I was watching coverage of Delhi election on TN news channels this morning when my 11 year old niece came to sit by me. It clearly meant I needed to be ready answering questions that she would be picking up from the content.
I have become used to and enjoy it. Sometimes, there are no answers. Sometimes, there cannot be answers. Sometimes, I don’t know the answers. But, thankfully, most of the times, I am able to answer her to her and my satisfaction.
Sometimes, she asks questions that transcend the age boundaries leaving me thinking for a long time as I know how relevant the question is and how desperately the society needs to find the answer. Today was one such day with the questions she asked. Some of the questions were:
Should anyone who doesn’t find any candidate in the fray worthy go with ‘None of the Above/ NOTA option (yes, she was aware of it thanks again to these rounds of questions and answers) or he should go with the best of the lot?
But if we don’t find anyone worthy, why should we compromise, why shouldn’t we go with NOTA?
What if more people opt for NOTA than any other candidate?
What if all the votes cast in a constituency go to NOTA?
What if all the votes except a small share, say in the range of 5% go to NOTA?
Now, we all who are politically aware have thought over and discuss the first three questions.

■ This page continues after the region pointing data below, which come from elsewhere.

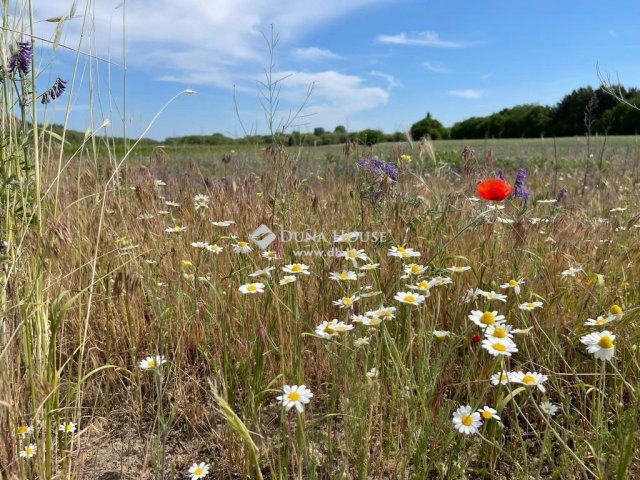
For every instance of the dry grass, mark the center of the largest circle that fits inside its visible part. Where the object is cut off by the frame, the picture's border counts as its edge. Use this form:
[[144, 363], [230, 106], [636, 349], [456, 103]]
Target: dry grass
[[144, 301]]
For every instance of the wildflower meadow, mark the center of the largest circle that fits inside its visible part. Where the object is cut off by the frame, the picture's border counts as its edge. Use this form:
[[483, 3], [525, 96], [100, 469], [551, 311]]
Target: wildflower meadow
[[407, 310]]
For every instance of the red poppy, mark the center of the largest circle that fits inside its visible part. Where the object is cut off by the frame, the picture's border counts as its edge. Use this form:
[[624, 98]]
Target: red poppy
[[494, 189]]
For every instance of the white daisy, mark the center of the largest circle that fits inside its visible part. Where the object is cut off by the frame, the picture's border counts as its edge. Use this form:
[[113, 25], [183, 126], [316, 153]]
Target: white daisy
[[528, 306], [264, 271], [402, 252], [530, 379], [498, 331], [344, 275], [549, 408], [515, 284], [214, 248], [409, 298], [600, 344], [242, 247], [597, 322], [466, 421], [268, 254], [501, 378], [457, 269], [492, 295], [297, 268], [287, 279], [295, 396], [198, 470], [489, 413], [346, 302], [499, 346], [414, 269], [370, 266], [486, 319], [252, 288]]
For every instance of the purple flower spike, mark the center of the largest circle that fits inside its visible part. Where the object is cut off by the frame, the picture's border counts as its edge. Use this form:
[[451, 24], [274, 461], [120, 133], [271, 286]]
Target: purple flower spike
[[519, 188], [21, 59], [55, 91], [379, 167]]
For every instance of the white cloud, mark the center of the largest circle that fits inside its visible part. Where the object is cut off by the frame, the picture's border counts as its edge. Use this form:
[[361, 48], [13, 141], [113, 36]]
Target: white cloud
[[435, 67], [336, 97], [196, 40], [220, 43], [468, 93], [392, 82], [314, 53], [421, 39]]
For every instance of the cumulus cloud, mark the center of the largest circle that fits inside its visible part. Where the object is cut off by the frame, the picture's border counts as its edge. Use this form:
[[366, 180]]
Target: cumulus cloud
[[314, 53], [221, 43], [421, 39], [469, 93], [392, 82], [336, 96], [435, 67]]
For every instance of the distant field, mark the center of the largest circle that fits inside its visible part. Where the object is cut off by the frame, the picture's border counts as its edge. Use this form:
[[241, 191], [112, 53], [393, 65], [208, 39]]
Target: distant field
[[126, 279]]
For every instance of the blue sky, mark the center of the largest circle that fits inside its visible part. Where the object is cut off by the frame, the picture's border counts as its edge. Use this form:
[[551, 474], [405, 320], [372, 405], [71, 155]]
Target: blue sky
[[374, 63]]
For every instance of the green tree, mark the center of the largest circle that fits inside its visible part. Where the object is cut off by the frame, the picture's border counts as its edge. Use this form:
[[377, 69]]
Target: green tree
[[428, 126]]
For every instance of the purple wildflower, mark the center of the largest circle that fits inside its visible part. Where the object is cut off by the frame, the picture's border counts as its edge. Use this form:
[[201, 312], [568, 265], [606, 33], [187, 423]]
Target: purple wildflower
[[519, 188], [561, 195], [55, 91], [21, 59], [379, 167]]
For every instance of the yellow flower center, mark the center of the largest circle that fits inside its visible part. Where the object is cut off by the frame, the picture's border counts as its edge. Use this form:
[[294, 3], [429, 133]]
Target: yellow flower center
[[605, 342], [499, 332], [329, 328], [615, 310], [488, 318]]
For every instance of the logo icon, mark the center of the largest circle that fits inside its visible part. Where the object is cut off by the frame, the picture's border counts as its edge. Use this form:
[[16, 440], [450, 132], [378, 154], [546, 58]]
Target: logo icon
[[262, 236]]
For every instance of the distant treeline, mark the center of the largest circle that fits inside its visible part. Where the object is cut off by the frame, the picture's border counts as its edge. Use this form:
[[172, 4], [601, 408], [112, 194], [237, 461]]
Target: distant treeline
[[584, 110]]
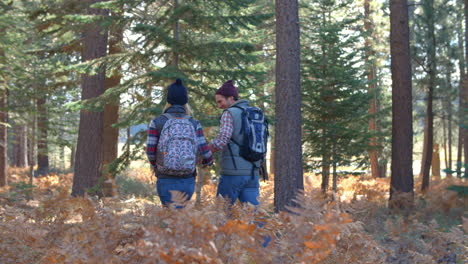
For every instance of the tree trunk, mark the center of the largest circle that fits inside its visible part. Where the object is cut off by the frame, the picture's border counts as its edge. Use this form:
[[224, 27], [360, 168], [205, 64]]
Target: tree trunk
[[444, 135], [129, 138], [199, 186], [401, 183], [335, 176], [31, 143], [72, 156], [436, 162], [448, 103], [20, 158], [111, 116], [175, 61], [373, 154], [429, 139], [461, 66], [288, 146], [89, 158], [3, 137], [42, 146], [465, 96], [325, 172]]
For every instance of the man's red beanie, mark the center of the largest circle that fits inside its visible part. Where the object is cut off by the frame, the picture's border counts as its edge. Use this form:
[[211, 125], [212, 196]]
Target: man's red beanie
[[228, 89]]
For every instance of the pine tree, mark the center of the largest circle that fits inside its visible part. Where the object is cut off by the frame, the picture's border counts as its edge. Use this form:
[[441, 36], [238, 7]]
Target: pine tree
[[89, 149], [335, 99], [288, 147], [401, 183]]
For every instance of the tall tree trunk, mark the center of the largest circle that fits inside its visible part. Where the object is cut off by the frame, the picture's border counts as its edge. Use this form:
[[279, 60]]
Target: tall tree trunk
[[89, 156], [373, 154], [461, 66], [465, 96], [335, 176], [31, 142], [288, 146], [401, 183], [42, 145], [111, 116], [72, 156], [175, 61], [129, 138], [444, 130], [436, 162], [20, 158], [325, 172], [429, 129], [3, 136], [448, 103]]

But, even the last two are not irrelevant, even if repetitive in tone. And the last three may sound utopian given the state of affairs of the Indian politics of the day, but certainly push us to think.
How would our prevailing electoral system handle such crisis points?
Would the moral constraints give way to the constitutional framework where NOTA gets larger or equal vote share, the second one?
What would happen of Indian politics, Indian society and India if the electoral response gets to these extreme outcomes, the last three?